Laser induced fluorescence (LIF) or light emitting diode (LED) induced fluorescence (LEDIF) are well-known detectors for capillary electrophoresis (CE) studies. LIF was initially designed for micro HPLC detection, but since 1988 it was further developed and used for CE. Historically, LIF detection was first introduced as a CE detector, with different optical arrangements (collinear, orthogonal, sheath flow…) which were built in the laboratory, and the obtained sensitivity had a real importance, i.e. femtomolar detection was a goal. Then, LIF was presented as a detection method to obtain good performances in separation since samples could be diluted in water prior to injection, making sample stacking possible. CE/LIF was both selective and sensitive, and was overcoming the optical pathlength limits of the detector using UV-visible absorption. In consequence, many applications were developed, mainly for DNA separations or analysis of amino acids, proteins and sugars. Figure 1 presents the number of publication concerning CE over the last thirty years, as well the publications concerning CE/LIF and CE/LEDIF. CE began in the 90ies, with the first CE commercial instruments (Spectra Physics, Beckman). LIF took off a couple of years afterwards, first with the Beckman instrument, followed by the Zeta Technology one. After 2005, due to the introduction of high intensity LEDs, the number of CE/LEDIF publications increased. At this time, CE reached its apogee, even if a LEDIF detector was available (Picometrics). After a slow decrease in CE-focused publications, a cruising speed has now been found and the amount of CE/LIF or CE/LEDIF articles has been decreasing from 9% of the total amount of CE studies in the 2000s to 5% today. While it is a slow decrease, it remains less important than the decrease of CE studies since 2008, which shows that CE/LIF (or CE/LEDIF) stays proportionally important for analysts. This article will summarise the three main optical arrangements used in most of the publications, before examining the most important CE/LIF applications for sugars, amino acids, proteins and nucleic acids.

II. The LIF detectors.
In the current applications, there are three main optical arrangements that are most frequently found:
a) The Sciex (formerly Beckman-Coulter) LIF arrangement.

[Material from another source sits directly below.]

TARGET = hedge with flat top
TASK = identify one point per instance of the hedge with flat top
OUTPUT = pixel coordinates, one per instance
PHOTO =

As the first commercial instrument in the 90’s it underwent many modifications. Currently, the excitation consists in one or two optic fibers (two if two excitation wavelengths are used) that illuminate the capillary. A parabolic mirror concentrates the fluorescent light emitted from the capillary in the direction of detection. The light is then collected by a ball lens and transmitted to a photo multiplier tube (PMT) (Figure 2 I), through a high pass filter.
b) The ‘ball lens’ ZETALIF confocal arrangement.
Described in 1995, the ball lens LIF detector [1] was developed as a collinear arrangement, where a 2 mm silica ball lens replaces the objective of a collinear microscope, i.e. a dichroic mirror and a high pass filter are used. The ball lens allows to focus the laser light inside to illuminate the capillary. Because of its high numeric aperture (higher than an objective), it collects a large part of the fluorescence emitted in volume ball lens/capillary. It is as sensitive as a 60x microscope objective but is much easier to work with as it is less sensitive to the position of the capillary in front of the laser beam (Figure 2 II). LED were adapted on this optical arrangement, thanks to the ball lens which concentrate the very divergent light of the LED emerging from the optical fibre inside the capillary without loss of sensitivity when compared to a laser [2]. LEDs have the advantage of a lower slow noise than lasers even though they have stronger rapid noise, which -after filtering this rapid noise with a 1s rise time- gives a better baseline than the laser ones, moreover LEDs are cheaper. This optical arrangement was also studied with UV-pulsed lasers [3], and capillaries containing a bubble in the detection window [4]. The larger irradiated volume allows a better detection sensitivity, which is limited by the photodegradation processes depending on the fluorescent dye.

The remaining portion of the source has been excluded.